Not that I’d be lending this cap (I keep an old but socially acceptable cotton standby for such contexts), but it seemed secure on heads of assorted sizes and shapes. That said; those at the smaller end of the scale might find the peak shields the eyes a little too well.
On a wider note, it slips unobtrusively beneath helmets of varying genres-from trail to road race and doing so has largely rendered waterproof seams a moot point. Oh, and should you feel the need to whip off and park in a jersey pocket, it’ll pack very small and emerge ready to wear.
Simply put, performance reflects the price point and specification. Afterall, Showers Pass came out of Portland Oregon, an area known for its cold, wet and overcast winters.
Ours arrived mid-January where the mercury had recovered from the sub-zero bitterness of earlier weeks. However, it was still chill and helpfully, soggy. Blessed with a thick thatch, I’ve found things temperate down to 3, maybe 2 degrees. Closer to zero and I’m reaching from my Belgian style cap.
To my surprise, at these temperatures it still did a decent job of holding back the worst of the wind chill. It kept persistent, wintry rain at bay for around an hour before this began to creep in through the seams-although at a very pedestrian rate. The more obsessional could always give it a quick blow-over using a product like Motorex Protex Waterproofing Spray but personally, I’ve never felt the need.
Beneath helmets, I was pleased to discover I could dodge most of this- just some trace dampness after two hours. In common with competitors, I wasn’t surprised to find the fabric wicked dry in around 20minutes, given a break in the cloud. Flat seams are what we’d expect, but another definite plus in the comfort stakes.
The peak has also kept sleet, snow, wind, rain and strong sunlight from my face and without compromising my vision-especially when checking right to left at junctions, or just glancing over my shoulder.

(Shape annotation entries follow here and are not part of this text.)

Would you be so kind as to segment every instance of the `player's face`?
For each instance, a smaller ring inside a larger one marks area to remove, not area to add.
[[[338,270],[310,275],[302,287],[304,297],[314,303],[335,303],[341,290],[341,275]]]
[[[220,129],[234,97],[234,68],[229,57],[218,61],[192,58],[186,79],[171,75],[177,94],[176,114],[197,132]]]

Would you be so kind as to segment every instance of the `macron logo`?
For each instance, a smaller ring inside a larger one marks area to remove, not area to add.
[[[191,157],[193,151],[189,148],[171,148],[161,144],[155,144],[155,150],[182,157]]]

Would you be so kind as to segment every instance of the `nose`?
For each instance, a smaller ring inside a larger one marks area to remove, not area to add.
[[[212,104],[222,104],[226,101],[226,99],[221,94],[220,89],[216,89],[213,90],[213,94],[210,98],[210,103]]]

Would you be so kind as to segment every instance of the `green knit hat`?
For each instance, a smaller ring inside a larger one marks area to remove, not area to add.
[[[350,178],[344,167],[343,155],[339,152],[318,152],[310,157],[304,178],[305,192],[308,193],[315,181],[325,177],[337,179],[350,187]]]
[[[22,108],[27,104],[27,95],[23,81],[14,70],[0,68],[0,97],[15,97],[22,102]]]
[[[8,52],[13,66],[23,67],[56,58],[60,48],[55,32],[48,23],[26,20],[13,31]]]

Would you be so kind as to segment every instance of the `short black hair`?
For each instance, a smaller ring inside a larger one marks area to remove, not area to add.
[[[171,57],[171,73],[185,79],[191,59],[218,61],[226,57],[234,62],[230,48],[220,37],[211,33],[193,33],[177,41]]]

On the rare occasions the temperature has hit 12-13 degrees, the fabric has wicked almost seamlessly and in line with my own efforts. I’ve never returned with a damp, let alone soggy head, even when pushing myself hard for two hours.
These qualities also mean that funk and nasty niffs are kept to an absolute minimum. I gave ours three weeks’ daily service before popping it in the wash and that was more about assessing how well it responded to machine washing.
Not so much as a loose thread in 5 weeks and 600 miles. In terms of the machine wash, toss it in with your other technical kit at 30 degrees and minimal detergent. Now, every so often, a dash of DWR reproofing product and a tumble dry on very low heat will keep the elite’s properties at their best. Overdo things and don’t be surprised to find it fitting next door’s moggy.
Originally £35, the Elite has now been reduced to £28. I’ve had positive experiences with cheaper waterproof models. Prednas Ciclismo Lisboa Waterproof Cycling Cap which comes in four colours and features taped seams. However, despite this, it’s not waterproof in the belt n’ braces sense, breathability doesn’t match the Elite and its handwash only.
Showers Pass Atlas (pictured above) is like the Elite in performance terms and level pegging pricewise. It also features a retro-reflective map, which is a talking point and genuinely quite effective if you ride sans helmet with any regularity.
Seal Skinz Waterproof All Weather Cycle Cap is another design I’ve got along with, long term and it’s also a few quid cheaper. That said; the peak hasn’t been to everyone’s tastes. Gore Shakedry cap is a penny shy of £40 but pulls off the fully waterproof and breathable bit.
The Elite certainly delivers excellent performance and has charmed me with its well-blended qualities. There’s no doubt you are getting what you’re paying for. Nonetheless, its Atlas stablemate could pip it to the post. There are also some that may prove a slightly better fit for some heads and wallets.